Last night’s penultimate Game of Thrones episode, “The Bells,” is officially the most disappointing in the show’s history. With a Rotten Tomatoes score of just 50%, it ranks even lower than season 5’s “Unbowed, Unbent, Unbroken,” (54%) which featured Sansa Stark’s brutal, controversial rape at the hands of Ramsay Bolton. In fact, a Redditor’s data analysis of Rotten Tomato ratings over the course of the show’s history shows a steep, one-way decline in ratings since the beginning of season 8.
The fact that those two episodes stand out as outliers in a show that’s otherwise been fairly well-reviewed is no coincidence. Sansa’s assault, seen through the eyes of a submissive, broken Theon (presumably in order to show us how helpless HE feels) felt like a gross injustice to the eldest Stark daughter’s character arc. Likewise, Daenerys Targaryen’s sudden Mad Queen pivot feels completely out of line with what we’ve been conditioned to expect from her so far. If there’s a lesson the Game of Thrones showrunners need to learn, it’s that trauma doesn’t equal character-building in women.

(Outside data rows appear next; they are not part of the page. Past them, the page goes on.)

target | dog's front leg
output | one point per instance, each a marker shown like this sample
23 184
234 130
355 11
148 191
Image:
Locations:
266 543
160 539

After eight seasons of claiming that she was seeking a better world, Daenerys instead chose to burn her birthright to the ground.The episode begins with her mourning Missandei, murdered by the Mountain on Cersei’s orders. For any other character, that might provide the necessary push to seek revenge at all costs. But Dany’s entire life has been full of setbacks, many worse than this one, and she’s never reacted this way. And so, we’re left wondering: is it because Jon rebuffed her? Because she believes the only way to get to the throne is to erase it completely? Because she’s upset that Westeros didn’t welcome her with open arms? Because she felt lonely on Mother’s Day without two of her children? Because she lost the one person whose main function appeared to be braiding her hair? (Sigh, Missandei deserved better.)

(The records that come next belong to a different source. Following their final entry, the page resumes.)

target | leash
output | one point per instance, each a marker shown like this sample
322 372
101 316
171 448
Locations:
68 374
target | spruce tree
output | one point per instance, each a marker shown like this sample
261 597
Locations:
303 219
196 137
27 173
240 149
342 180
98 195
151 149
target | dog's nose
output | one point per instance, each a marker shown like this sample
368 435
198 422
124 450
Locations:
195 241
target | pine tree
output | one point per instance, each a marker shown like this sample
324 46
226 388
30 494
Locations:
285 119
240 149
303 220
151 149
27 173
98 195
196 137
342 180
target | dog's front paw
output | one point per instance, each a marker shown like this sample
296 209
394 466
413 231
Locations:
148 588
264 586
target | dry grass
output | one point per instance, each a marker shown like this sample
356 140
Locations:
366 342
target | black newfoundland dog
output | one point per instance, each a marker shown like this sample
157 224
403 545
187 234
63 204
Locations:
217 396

It all feels incompatible with the Daenerys who once locked up her dragons because she was distraught that they ate one (!) Meereenese child. How could that same Dany heartlessly set fire to thousands of innocent women and children?
One could argue that her advisors — first Jorah Mormont, then Barristan Selmy, Tyrion Lannister and Varys — had always been around to reign her in. And we did see a glimmer of this “burn it all” attitude last season, when she responded to the Tarly's refusal to bend the knee by having Drogon roast them alive. The problem is, as with everything this season, that it all feels much too rushed.
There is a case to made for a storyline about a woman coming to terms with the fact that everything she believed about herself is not so. Daenerys rose from the ashes of Drogo’s hut with three live dragons. From then on, she knows herself to be special. She’s not just any Queen, she’s the Mother of Dragons, and the Breaker of Chains. And for a while, everything seems to confirm this. The people of Meereen and Yunkai welcome her as a saviour as she frees them from centuries of slavery; the Dothraki follow her across the Narrow Sea they so fear. And then she gets to Westeros to find that the people there have not, as she’s long been told, been sewing dragon banners and praying for her return. They’re just trying to survive A) The Night King, and B) their own petty squabbles. And that is devastating to her self-esteem.
But that’s not how the story actually unfolds. Instead, Daenerys arrives in Westeros, burning her way through the Lannister forces, and showing no mercy, despite her vows to be the ruler to break the cycle of violence and cruelty. Then Jon shows up, enlists her help to fight the Night King, and bends the knee. From there, Daenerys assumes that her birthright is settled, until she runs into Sansa, the first person in Westeros who doesn’t actually believe in her right to rule. And then...she kind of loses it. That last, major shift in character happens over the course of literally three fractured episodes, with that whole Battle at Winterfell thrown in.
So, you can understand why Daenerys’ sudden decision to follow in her father’s footsteps, after eight seasons indicating the contrary, might feel a narratively confusing. It’s like the show is saying — you thought you knew who the Big Bads were? Think again! We’re throwing the biggest one in at the last possible second — and she used to be the hero!
Just as a producer was quick to defend Sansa’s arc back in the day, showrunners David Benioff and D.B Weiss attempted to justify Daenerys’ dramatic shift in a post-episode featurette, emphasising the fact that she feels betrayed by Jon (and — eye roll — the fact that he won’t sleep with her knowing she’s his aunt) as a reason for her to choose violence.
In reality, this is a storytelling flaw we’ve been seeing all season long: Jaime and Brienne have sex, and he suddenly leaves to pursue his true purpose; the Night King will be the death of everyone and everything, until he’s anticlimactically stopped half-way through the season. The pacing feels off. That’s what happens when you only have six — albeit super-sized — episodes to end an epic tale as multi-faceted and intricate such as this one. But it’s no excuse.
Worst of all, Daenerys arc appears to indicate that the show’s ultimate message will be that we cannot escape our fates, the very opposite of what it has been getting at over the course of eight seasons. And if that’s the case, then what was it all for?